Tag Archives: Security

Who watches the watchers?

From the Orlando Sentinal is this report about police abusing the FL DMV database. The is more about it at the Reason blog.

Government databases will always be abused. That’s the nature of man and there is no use fighting it. Which is why massive government databases should not be created to begin with, unless there is no alternative.

We have met the security team and they is us!

John Fontana writes about a new idea called People Centric Security. The idea is to loosen enterprise security policies so that security decisions are made by those directly responsible for business area rather than a central security team.

To paraphrase the immortal words of Pogo: We have met the security team and they is us!

For better or worse I think this actually reflects the current state rather than some new idea. For all the work security teams do, users just work around them to do what they need to do.

Who many times have you heard these conversations:

  • The mail server blocked your attachment. Can you send it to my gmail account?
  • I can’t reach your website. Let me disconnect from the VPN and try again.
  • Our machines disallow USB storage devices, but I can upload the files to DropBox.

Your company’s security already depends on your users. They are just pretending it doesn’t.

Security via obscurity failed… in 1903

This is a wonderful story about the hacking of Marconi’s wireless system in 1903. Marconi touted the security of his system based on a tight (and presumably not publicly disclosed) frequency bandwidth. Of course it was hacked in a public and humiliating fashion.

Security via obscurity, as effective in 1903 as it is today.

Hat tip to Bruce Schneier.

Rise of SaaW?

There are a couple of interesting articles on Stuxnet out recently. This article poses the astonishing possibility that it was a directed attack at the Iranian Bushehr nuclear plant. The arguments given, however, are highly circumstantial.

This article also puts forth the notion that Stuxnet was likely created by some government.

Is this the first instance of SaaW, software as a weapon?

Stealing the keys to the kingdom

There are some interesting tidbits coming out about the Chinese hack of Google.

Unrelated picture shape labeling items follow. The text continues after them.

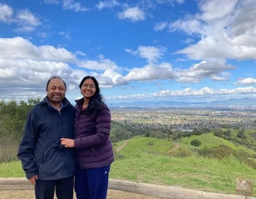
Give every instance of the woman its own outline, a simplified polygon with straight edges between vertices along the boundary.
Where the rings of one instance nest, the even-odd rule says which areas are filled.
[[[76,138],[62,139],[61,144],[76,149],[78,167],[74,187],[77,199],[104,199],[110,165],[114,161],[109,138],[110,112],[102,101],[94,77],[84,77],[79,87],[83,97],[76,100]]]

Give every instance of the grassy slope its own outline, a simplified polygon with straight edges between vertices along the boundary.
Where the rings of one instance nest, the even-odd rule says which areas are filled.
[[[122,130],[122,131],[125,131],[129,133],[132,133],[132,132],[128,131],[126,128],[118,125],[118,124],[112,123],[111,124],[111,130],[110,130],[110,135],[112,135],[113,132],[116,130]]]
[[[223,144],[233,149],[241,150],[250,154],[256,153],[255,151],[252,150],[247,148],[242,145],[236,146],[234,143],[228,140],[214,135],[212,133],[203,134],[200,135],[193,135],[189,138],[184,138],[181,139],[180,142],[184,144],[189,144],[190,142],[194,139],[198,139],[201,141],[202,143],[202,145],[200,146],[201,147],[203,147],[204,146],[211,147],[217,146],[220,144]]]
[[[146,144],[152,142],[153,145]],[[204,191],[235,193],[236,178],[251,179],[256,171],[232,158],[218,161],[207,158],[176,158],[160,155],[173,143],[150,138],[131,139],[120,152],[125,158],[113,163],[110,178],[178,186]],[[152,151],[158,155],[152,155]],[[0,164],[0,177],[24,177],[19,162]],[[254,186],[254,194],[256,187]]]

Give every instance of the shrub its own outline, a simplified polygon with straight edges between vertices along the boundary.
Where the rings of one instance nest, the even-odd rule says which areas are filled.
[[[168,156],[177,157],[187,157],[194,155],[194,153],[191,150],[184,148],[180,148],[176,150],[170,150],[163,153],[163,155]]]
[[[158,138],[159,139],[165,139],[167,138],[167,135],[160,131],[155,131],[151,132],[149,135],[150,137],[152,138]]]
[[[116,142],[114,142],[113,143],[112,143],[112,147],[116,147],[117,146],[117,143],[116,143]]]
[[[203,134],[203,132],[201,131],[197,131],[195,132],[195,135],[200,135]]]
[[[222,136],[223,136],[223,134],[222,134],[222,133],[218,131],[216,131],[213,132],[213,134],[214,135],[216,136],[217,137],[219,137],[220,138],[222,138]]]
[[[246,135],[243,135],[241,137],[241,138],[242,138],[242,139],[247,139],[247,136]]]
[[[198,139],[194,139],[190,142],[190,144],[192,146],[195,146],[196,147],[199,147],[201,145],[201,141]]]
[[[114,156],[115,160],[121,160],[125,159],[125,156],[119,152],[114,152]]]
[[[231,132],[230,131],[230,130],[229,129],[228,129],[227,131],[224,131],[224,132],[223,133],[223,134],[226,135],[227,135],[227,136],[230,136],[231,135]]]
[[[154,143],[153,142],[149,142],[147,143],[146,144],[147,144],[148,145],[153,145]]]

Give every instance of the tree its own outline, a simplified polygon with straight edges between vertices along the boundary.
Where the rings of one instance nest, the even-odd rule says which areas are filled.
[[[199,147],[201,144],[201,141],[198,139],[195,139],[190,142],[190,144],[191,145],[195,146],[196,147]]]

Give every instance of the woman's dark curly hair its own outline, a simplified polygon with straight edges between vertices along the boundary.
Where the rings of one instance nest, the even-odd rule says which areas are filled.
[[[84,82],[88,79],[91,79],[93,81],[93,82],[94,82],[96,92],[94,95],[90,99],[88,107],[87,107],[87,110],[88,111],[99,111],[102,108],[103,99],[100,93],[100,87],[99,87],[99,84],[95,78],[92,76],[86,76],[84,77],[83,78],[82,81],[81,81],[80,84],[79,84],[79,88],[80,89],[81,89]]]

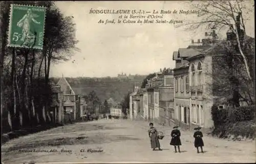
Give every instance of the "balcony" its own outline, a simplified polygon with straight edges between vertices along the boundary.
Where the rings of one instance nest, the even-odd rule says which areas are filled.
[[[189,86],[189,90],[191,92],[195,92],[196,91],[197,86]]]
[[[196,89],[197,92],[203,92],[203,86],[196,86]]]
[[[203,86],[189,86],[189,90],[191,92],[195,92],[196,91],[202,92]]]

Apparently the source code to Google’s SSO technology was a target (although this is misstated in the headline as a “password system”). It’s unknown at this point what source code (if any) was taken, but this highlights the nightmare scenario of the SSO world.

If a vulnerability is found in your token generation code such that someone can spoof a token, then your SSO system and every system connected to it is compromised.

Of course just having the source code is not in itself a problem. Typically there is a private key that is used to encrypt or sign the token. But protecting that private key is the issue and that is where the source code is key. If you think your key has been compromised you can replace it. But the code that authenticates the user and generates the token needs to get the private key to do the encryption (or signing (or both)). If the secret algorithm to access that key is compromised, then the attacker can then attempt to penetrate the system where that key lives and get the key. With the key and token generating code in hand the attacker can then access any SSO protected system.

And here is an ugly secret. If the SSO technology is public key encryption, they key on needs to exist where the token is initially generated. If it’s based on symmetric key encryption then the key has to exist on every server in the SSO environment.

So just use public key encryption, that solves the problem right? Not so fast. One critical aspect of SSO is inactive session timeout. That requires the token to be “refreshed” when used so that it expired based on inactivity. Refreshing the token at every server in the SSO system (every PEP if you will) requires either that server to have the key, or it make a remote calls to a common authentication service to refresh the token.

There are pluses and minuses to both approaches. One puts the keys to the kingdom in more locations but the other adds overhead to the token refresh. When security and performance collide, who do you think usually wins?

These kinds of trade offs are what make SSO so interesting to me.

Note that I am not talking about federated SSO (SAML or openid) or intranet SSO (Kerberos) as they present a different set of challenges.

I thought xauth was a Unix command…

Axel Nennker is calling out Google and Meebo for the privacy aspects of the new XAuth spec.

Peter Yarid has some thoughts here, but criticizes it more from a business than privacy standpoint.

Techie-buzz has this candidate for the understatement award:

There are of course privacy implications because not every user would want every website in the world to know what social networks it uses.

Gee, you think?

You have already agreed to be monitored

Steve Chapman poses the question, “would you volunteer to carry a device that lets the police monitor your location 24×7, every day?” He then lets you in on a secret, you already have. In fact chances are you have the locator on your person at this very moment.

It’s called a cell phone.

Just think of the privacy implications here. The government can tell if you spend the night at someone elses house, visit a red light district, attend a political rally, drive too fast, or get a medical procedure. They can know where you are at all times, both when you are out in public or when you are in a private residence.

Oh, and the current administration (like the last one) doesn’t think a warrant should be required for any of this.